News in Brief

DHS funded, finally -- plus data fusion and a Networx extension


House funds DHS for FY 2015

Washington breathed a sigh of relief the afternoon of March 3 as the House passed a bill funding the Department of Homeland Security through the end of the year.

The House voted 257-167 for the measure, which would not overturn President Barack Obama's plan to allow millions of illegal immigrants to remain in the country, ending weeks of anxiety at DHS over its operational situation.

Without the measure, DHS would have furloughed 30,000 workers and left thousands more working for no pay -- and possibly delayed new cybersecurity technology implementation.

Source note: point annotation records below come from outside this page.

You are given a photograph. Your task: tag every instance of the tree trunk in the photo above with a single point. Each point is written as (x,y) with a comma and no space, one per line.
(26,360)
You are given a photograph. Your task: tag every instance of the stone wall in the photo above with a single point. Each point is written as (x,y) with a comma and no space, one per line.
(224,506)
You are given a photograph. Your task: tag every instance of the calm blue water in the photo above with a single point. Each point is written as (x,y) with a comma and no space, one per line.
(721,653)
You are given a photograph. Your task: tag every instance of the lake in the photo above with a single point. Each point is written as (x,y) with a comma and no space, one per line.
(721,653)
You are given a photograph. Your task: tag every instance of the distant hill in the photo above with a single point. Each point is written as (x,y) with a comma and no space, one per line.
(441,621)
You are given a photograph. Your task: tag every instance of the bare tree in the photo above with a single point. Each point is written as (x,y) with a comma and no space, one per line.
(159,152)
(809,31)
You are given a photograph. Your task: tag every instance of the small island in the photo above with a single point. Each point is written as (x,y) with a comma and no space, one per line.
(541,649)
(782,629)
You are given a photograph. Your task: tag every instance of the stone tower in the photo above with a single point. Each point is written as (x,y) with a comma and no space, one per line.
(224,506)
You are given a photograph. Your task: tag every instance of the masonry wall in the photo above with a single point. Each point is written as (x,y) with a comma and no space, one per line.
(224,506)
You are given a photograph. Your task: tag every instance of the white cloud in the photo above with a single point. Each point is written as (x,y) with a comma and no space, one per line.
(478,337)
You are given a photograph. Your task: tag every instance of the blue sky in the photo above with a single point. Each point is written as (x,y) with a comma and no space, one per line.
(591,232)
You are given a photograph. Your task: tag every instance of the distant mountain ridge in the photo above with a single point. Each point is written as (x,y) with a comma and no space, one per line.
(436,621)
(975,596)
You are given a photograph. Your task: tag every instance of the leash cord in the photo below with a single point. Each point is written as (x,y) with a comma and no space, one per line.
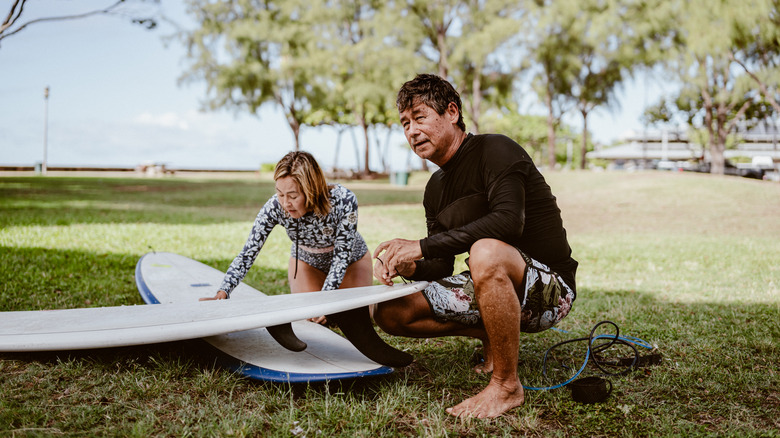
(592,353)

House panel delves into cyber threat

Committees in both chambers of Congress are teeing up possible cybersecurity legislation with hearings exploring the ongoing threat posed by cyber adversaries to U.S. business, infrastructure and government institutions. The House Energy and Commerce Committee's Subcommittee on Oversight and Investigations got an overview in a March 3 hearing that featured academic experts and practitioners.

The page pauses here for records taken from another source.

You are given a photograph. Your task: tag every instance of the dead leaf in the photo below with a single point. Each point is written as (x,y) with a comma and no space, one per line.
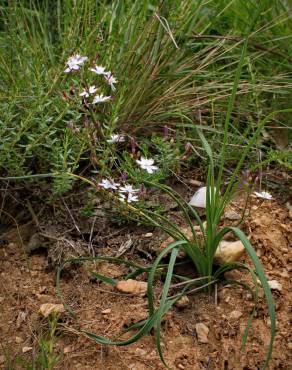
(132,286)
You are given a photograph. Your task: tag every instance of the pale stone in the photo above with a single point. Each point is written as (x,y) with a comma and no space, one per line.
(228,252)
(232,216)
(47,309)
(106,311)
(132,286)
(26,349)
(199,198)
(202,332)
(18,340)
(183,302)
(275,285)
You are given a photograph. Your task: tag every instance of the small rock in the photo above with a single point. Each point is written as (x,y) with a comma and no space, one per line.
(199,198)
(275,285)
(26,349)
(228,252)
(232,216)
(235,315)
(141,352)
(202,332)
(47,309)
(106,311)
(183,302)
(132,286)
(18,340)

One important element that emerged from the oversight hearing is that businesses and institutions can do much more to protect themselves, even without legislation that would require minimum best practices for the safeguarding of data, or measures to allow the government to investigate attacks on commercial networks in real time. "We can make it a lot harder for the attackers," said Herbert Lin, a scholar at Stanford University. "There are known technology and procedures we can deploy to improve security, but we don't use them."

GSA aims to extend Networx contracts

Three days after the General Services Administration released a draft request for proposals for its next major telecommunications acquisition vehicle, the agency announced that the current edition will be sticking around a little while longer.

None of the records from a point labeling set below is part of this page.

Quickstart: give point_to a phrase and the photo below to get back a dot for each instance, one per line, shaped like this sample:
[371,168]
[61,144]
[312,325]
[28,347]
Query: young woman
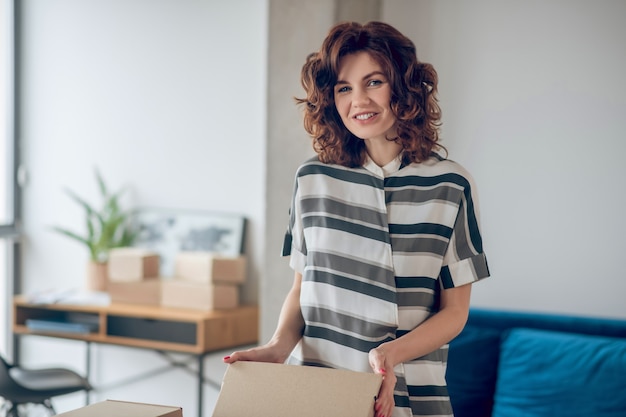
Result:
[384,232]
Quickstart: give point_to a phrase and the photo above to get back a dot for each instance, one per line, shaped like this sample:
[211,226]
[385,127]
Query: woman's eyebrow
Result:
[365,77]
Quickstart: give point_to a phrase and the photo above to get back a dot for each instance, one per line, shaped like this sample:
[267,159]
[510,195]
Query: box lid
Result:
[110,408]
[277,390]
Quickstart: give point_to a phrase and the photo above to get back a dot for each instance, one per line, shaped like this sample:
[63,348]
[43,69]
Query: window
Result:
[8,156]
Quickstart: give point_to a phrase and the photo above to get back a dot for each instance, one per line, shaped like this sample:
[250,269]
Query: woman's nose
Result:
[360,97]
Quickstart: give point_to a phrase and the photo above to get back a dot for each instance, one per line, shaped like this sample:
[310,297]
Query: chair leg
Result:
[48,404]
[13,411]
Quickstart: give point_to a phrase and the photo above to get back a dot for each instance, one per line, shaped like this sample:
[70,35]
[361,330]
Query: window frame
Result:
[10,231]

The Networx Universal and Networx Enterprise contracts, through which agencies spent $1.5 billion in fiscal year 2014, are slated to expire in March and May of 2017, respectively. Mary Davie, the assistant commissioner for integrated technology services in GSA's Federal Acquisition Service, wrote in a March 3 blog post that her agency is "beginning discussions with current Networx contractors for three-year extensions" on both contracts, "to provide time for a phased and orderly transition to EIS."

EIS refers to Enterprise Infrastructure Solutions contracts -- the main vehicles for GSA's Network Solutions 2020 strategy. GSA hopes to have a final EIS RFP ready by July, and to award contracts by January 2017.

Army aims to speed up data fusion on battlefield

The Army's Communications-Electronic Research, Development and Engineering Center has issued a request for information to industry asking for ideas on building a common architecture to handle multi-modal data, Defense Systems reports.

With the military adding more sensors in battlefield scenarios, one of its next goals is better data fusion—the ability to combine data from multiple, sometime disparate, sensor systems -- satellites, unmanned aerial vehicles, ground sensors, radar -- and create a near-real time operational picture that can be viewed from the field.

"The ultimate goal," the RFI states, "is to process all collected information, make it accessible and discoverable through a standards-based data management framework, and reduce the processing and exploitation time between sensor and analyst."